Alert Begins 04 Sep 2020 02:16 PM UTC
Alert Expires 15 Sep 2020 11:59 PM UTC

  • Incident: COVID-19 restrictions
  • Location(s): Nationwide (map)
  • Time Frame: Indefinite
  • Impact: Business and travel disruptions

Summary
Authorities in Madrid will tighten coronavirus disease (COVID-19) restrictions due to an increase in COVID-19 infection rates. As of Sept. 7, all social gatherings, both public and private, will be limited to 10 people, in addition to reducing permitted capacity for religious ceremonies and hospitality services. Previously, authorities in Catalonia also limited social gatherings in the region to 10 people while authorities in Murcia limited social gatherings in the region to six people. Regional authorities may place highly localized lockdowns on specific towns at short notice to combat spikes in COVID-19 cases.

Spain had been gradually recovering from the COVID-19 pandemic, allowing entry for citizens of the EU and the Schengen Area, as well as 12 non-EU countries, deemed epidemiologically safe by the European Council. All travelers allowed to enter will not be required to self-isolate upon arrival.

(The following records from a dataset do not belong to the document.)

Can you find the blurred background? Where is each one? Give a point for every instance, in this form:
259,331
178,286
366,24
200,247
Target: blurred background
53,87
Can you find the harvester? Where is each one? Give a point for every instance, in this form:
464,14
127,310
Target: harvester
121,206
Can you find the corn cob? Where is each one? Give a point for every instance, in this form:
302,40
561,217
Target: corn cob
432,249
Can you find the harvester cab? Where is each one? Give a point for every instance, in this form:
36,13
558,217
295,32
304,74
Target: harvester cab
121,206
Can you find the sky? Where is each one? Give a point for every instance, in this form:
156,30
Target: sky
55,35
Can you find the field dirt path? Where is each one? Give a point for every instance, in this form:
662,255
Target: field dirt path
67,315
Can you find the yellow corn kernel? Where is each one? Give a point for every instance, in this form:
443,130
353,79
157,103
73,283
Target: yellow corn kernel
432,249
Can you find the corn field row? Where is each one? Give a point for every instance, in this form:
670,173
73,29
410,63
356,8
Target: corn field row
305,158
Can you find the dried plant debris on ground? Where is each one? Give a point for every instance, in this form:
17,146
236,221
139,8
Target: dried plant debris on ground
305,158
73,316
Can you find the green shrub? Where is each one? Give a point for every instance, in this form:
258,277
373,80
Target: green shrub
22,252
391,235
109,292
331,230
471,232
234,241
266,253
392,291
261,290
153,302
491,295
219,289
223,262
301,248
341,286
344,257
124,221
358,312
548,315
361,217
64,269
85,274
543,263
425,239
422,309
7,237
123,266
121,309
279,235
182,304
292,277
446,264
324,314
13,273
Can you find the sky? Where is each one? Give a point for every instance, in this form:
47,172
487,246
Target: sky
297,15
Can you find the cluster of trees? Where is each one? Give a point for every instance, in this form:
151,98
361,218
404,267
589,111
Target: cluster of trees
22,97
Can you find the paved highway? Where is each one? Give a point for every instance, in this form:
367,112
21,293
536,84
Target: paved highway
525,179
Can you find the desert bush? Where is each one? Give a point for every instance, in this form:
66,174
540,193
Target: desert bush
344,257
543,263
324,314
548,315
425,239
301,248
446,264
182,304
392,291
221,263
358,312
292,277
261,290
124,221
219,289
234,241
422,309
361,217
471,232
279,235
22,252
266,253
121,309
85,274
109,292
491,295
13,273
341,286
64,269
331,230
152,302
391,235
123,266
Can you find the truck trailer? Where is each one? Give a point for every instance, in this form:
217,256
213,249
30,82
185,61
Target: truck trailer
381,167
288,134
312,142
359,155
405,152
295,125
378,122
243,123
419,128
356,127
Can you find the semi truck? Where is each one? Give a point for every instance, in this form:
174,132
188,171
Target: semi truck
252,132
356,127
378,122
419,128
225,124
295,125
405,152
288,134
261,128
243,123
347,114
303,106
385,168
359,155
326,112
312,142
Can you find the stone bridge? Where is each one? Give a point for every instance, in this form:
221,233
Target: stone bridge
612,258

Authorities have introduced a mandatory Sanitary Control Form that all travelers arriving in the country by air must complete. After filling out the form, travelers will receive a QR code that they will have to show on arrival at the airport.

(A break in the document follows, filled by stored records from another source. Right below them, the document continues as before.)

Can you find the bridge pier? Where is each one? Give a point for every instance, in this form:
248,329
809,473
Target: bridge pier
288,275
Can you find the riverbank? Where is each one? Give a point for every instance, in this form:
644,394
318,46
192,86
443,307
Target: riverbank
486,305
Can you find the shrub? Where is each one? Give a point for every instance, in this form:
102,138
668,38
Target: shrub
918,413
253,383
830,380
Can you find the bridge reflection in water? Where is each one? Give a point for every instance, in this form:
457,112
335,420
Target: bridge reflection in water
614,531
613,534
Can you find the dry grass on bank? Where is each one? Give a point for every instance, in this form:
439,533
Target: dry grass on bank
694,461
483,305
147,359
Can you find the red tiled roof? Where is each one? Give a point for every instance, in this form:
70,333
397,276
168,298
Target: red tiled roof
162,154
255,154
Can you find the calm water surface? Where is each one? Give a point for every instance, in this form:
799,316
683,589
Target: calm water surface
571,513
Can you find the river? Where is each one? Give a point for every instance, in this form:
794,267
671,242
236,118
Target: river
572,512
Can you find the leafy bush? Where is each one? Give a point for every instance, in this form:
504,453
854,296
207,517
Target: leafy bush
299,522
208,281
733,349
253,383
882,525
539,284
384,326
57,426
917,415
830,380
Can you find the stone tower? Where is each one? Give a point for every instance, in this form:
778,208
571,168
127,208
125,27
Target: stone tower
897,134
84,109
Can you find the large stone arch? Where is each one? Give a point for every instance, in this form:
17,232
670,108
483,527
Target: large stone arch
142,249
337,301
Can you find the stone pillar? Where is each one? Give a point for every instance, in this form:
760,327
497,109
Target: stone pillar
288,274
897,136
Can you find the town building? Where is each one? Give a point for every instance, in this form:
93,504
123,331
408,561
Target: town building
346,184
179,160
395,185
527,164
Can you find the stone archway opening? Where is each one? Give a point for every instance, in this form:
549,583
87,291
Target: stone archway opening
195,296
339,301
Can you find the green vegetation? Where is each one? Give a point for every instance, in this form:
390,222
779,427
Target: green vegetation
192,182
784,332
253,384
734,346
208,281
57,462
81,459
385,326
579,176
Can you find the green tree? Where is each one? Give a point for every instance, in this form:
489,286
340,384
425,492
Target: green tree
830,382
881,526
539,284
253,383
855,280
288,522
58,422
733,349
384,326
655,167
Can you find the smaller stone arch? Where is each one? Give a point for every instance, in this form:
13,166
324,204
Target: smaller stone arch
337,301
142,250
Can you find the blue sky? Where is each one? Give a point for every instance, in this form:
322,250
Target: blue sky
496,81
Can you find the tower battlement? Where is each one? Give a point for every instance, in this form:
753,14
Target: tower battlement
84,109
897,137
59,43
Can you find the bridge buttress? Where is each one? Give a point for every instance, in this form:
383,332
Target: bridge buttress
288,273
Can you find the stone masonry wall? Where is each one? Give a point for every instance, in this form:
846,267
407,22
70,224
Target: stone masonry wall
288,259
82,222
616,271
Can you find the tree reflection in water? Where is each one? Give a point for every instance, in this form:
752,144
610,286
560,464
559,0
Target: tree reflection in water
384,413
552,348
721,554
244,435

Most nonessential businesses, bars, and restaurants throughout the country have reopened. People may visit public beaches and other public spaces; social distancing guidelines must be observed. Protective face coverings are mandatory on public transport and in places where social distancing measures cannot be maintained.

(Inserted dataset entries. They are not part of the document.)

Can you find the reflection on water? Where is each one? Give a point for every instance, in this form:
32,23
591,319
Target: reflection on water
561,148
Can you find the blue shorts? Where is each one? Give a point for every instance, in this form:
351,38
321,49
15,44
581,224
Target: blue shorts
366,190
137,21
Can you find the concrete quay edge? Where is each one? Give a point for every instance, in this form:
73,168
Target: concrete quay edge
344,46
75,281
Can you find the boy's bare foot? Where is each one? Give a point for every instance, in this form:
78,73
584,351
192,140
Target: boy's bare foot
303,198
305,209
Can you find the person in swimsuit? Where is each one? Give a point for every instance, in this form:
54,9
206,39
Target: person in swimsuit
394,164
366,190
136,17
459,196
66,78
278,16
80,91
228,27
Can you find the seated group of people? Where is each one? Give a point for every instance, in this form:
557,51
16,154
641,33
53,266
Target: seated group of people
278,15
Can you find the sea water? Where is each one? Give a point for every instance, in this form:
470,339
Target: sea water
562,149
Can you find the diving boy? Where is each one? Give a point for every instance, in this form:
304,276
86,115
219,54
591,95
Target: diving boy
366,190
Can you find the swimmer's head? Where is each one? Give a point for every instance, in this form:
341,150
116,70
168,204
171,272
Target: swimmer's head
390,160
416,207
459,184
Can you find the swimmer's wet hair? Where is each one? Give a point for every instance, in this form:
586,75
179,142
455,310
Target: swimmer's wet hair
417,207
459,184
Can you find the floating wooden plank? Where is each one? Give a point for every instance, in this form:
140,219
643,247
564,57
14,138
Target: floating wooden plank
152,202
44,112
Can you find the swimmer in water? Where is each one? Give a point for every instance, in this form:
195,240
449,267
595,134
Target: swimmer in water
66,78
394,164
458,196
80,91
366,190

The Ministry of Health is monitoring the evolution of disease activity in the country and will continue to make decisions on progression through the recovery plan at a local level. All restrictions are subject to amendment at short notice in response to government reviews and may receive updates or extensions in the coming days.

Background and Analysis
The measures adopted by the Spanish government have been stricter than actions taken by other regional governments in accordance with the relative severity of the pandemic in the country. COVID-19 is a viral respiratory disease caused by infection with the SARS-CoV2 virus (previously known as 2019-nCoV). Symptoms occur 1-14 days following exposure (average of 3-7 days). These symptoms include fever, fatigue, cough, difficulty breathing, sometimes worsening to pneumonia and kidney failure - especially in those with underlying medical conditions. On March 11, the WHO declared the ongoing COVID-19 outbreak a pandemic.

As countries relax blanket restrictions across Europe, authorities could begin to reintroduce sporadic, highly targeted measures in response to local COVID-19 outbreaks. Such measures could apply to neighborhoods or specific facilities, including schools, factories, or accommodation and office blocks. Mandatory social distancing procedures in public places and on public transport, as well as widespread voluntary “self-policing” by residents, will assist in reducing the potential for contagion, negating the necessity for a large-scale, blanket reintroduction of significant restrictions.

Advice
Follow all official instructions. Abide by national health and safety measures. Reconfirm all travel arrangements. Consider delaying traveling if experiencing symptoms associated with COVID-19, as they may prompt increased scrutiny and delays. Liaise with trusted contacts for further updates and guidance. Maintain contact with your diplomatic representation. Ensure contingency plans account for further disruptive measures or extensions of current restrictions. Reconsider and reconfirm nonemergency health appointments. Plan for queues and delays at available shopping centers.

Emphasize basic health precautions, especially frequent handwashing with soap and water, or an alcohol-based hand sanitizer if soap and water are unavailable. Practice good coughing/sneezing etiquette (i.e., covering coughs and sneezes with a disposable tissue, maintaining distance from others, and washing hands). There is no evidence that the influenza vaccine, antibiotics, or antiviral medications will prevent this disease, highlighting the importance of diligent basic health precautions.